Govt to promote rainwater as solution to arsenic

After prolonged deliberation at different levels, the government has decided to promote rainwater harvesting as the interim option to arsenic contaminated ground waters before unveiling sustainable solution to the problem, local government ministry sources said.

Sources said the government would soon launch a countrywide massive campaign for harvesting, preserving and drinking rainwater, which would not only keep people free from further accumulation of arsenic but also cut down the level of concentration of the poison in their bodies.

"If arsenic affected persons drink rainwater regularly in the rainy season they could get better from arsenicosis," AYBI Siddiqi, Secretary of the Local Government Division (LGD) quoted physicians as saying.

"The national committee on arsenic has reviewed all the expert recommendations, but eventually we found rainwater as the most available, time-suiting and safest source of drinking water," he told BSS.

Arsenic is a chemical contamination in the underground water levels and has posed serious threat to drinking waters for millions since its detection in 1993.

The government campaign for rainwater consumption, he said, is also aimed at making people aware of the terrible consequences of indiscriminate uses of underground waters, specially drawn from the shallow tubewells, for drinking purposes.

Concerned secretaries at a recent meeting decided to promote rainwater as an urgent and most available solution to arsenic for the time being as well as to provide supports to harvesting rainwater both at urban and rural areas.

The Department of Public Health and Engineering (DPHE) has already marked 20 highly arsenic contaminated villages of five divisions for equipping those with rainwater preserving facilities to popularise the system gradually across the country, sources said.

Appreciating the government's move, Chairman of Dhaka Community Hospital (DCH) Prof Kazi Kamruzzaman said, "The initiative that has been taken by the government is praiseworthy. We are happy to see that the government has put emphasis on use of surface water, for which we have been fighting for long."

Rainwater, which is available in Bangladesh for at least four months, got priority among all the proposed temporary options recommended by water experts at two international seminars on arsenic mitigation in Dhaka mainly because of its availability and cheap harvesting cost, sources said.

The water experts, who suggested imposing an immediate ban on use of underground waters for drinking purposes in the affected areas, recommended waters of dug wells, deep tubewells, rivers, ponds and rainwaters as the possible options for millions of 286 arsenic affected upazilas across the country.

The government dropped other options due to high cost of surface water treatment and difficulties in digging out wells. Deep tubewells were, however, allowed to sink in a limited scale only in the coastal areas where the thick clay layer between two aquifers is not less than 10 metres, sources said. Thick clay layer protects safe aquifers from contamination.

Sources said the government under its emergency mitigation programme would provide one alternative source of safe drinking water for each villages or wards where more than 80 per cent tubewells were detected arsenic contaminated after screening.
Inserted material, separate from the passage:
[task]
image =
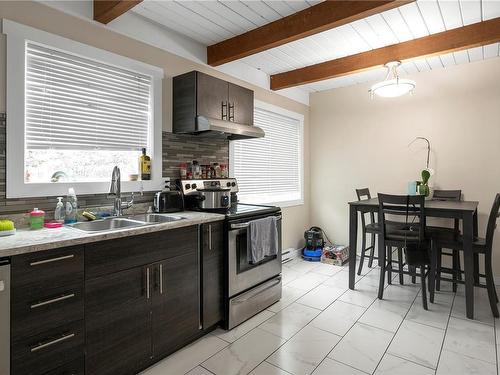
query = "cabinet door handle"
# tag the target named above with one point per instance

As part of the emergency programme the administration and public representatives of the highly contaminated area have been asked to provide one alternative source immediately after the survey.

The government suggested excavation of a pond in a highly contaminated village if digging out of well and other options become difficult there, local government ministry sources said. The government is now providing arsenic alternatives to a number of villages in 41 upazilas across the country, LGD official said.

He said screening of all the tubewells in 60 upazilas has already been completed and survey in another 147 upazilas will start soon. He also said that 99 per cent tubewells of some villages of the worst affected areas like Chandpur and Shariatpur found highly contaminated. (BSS)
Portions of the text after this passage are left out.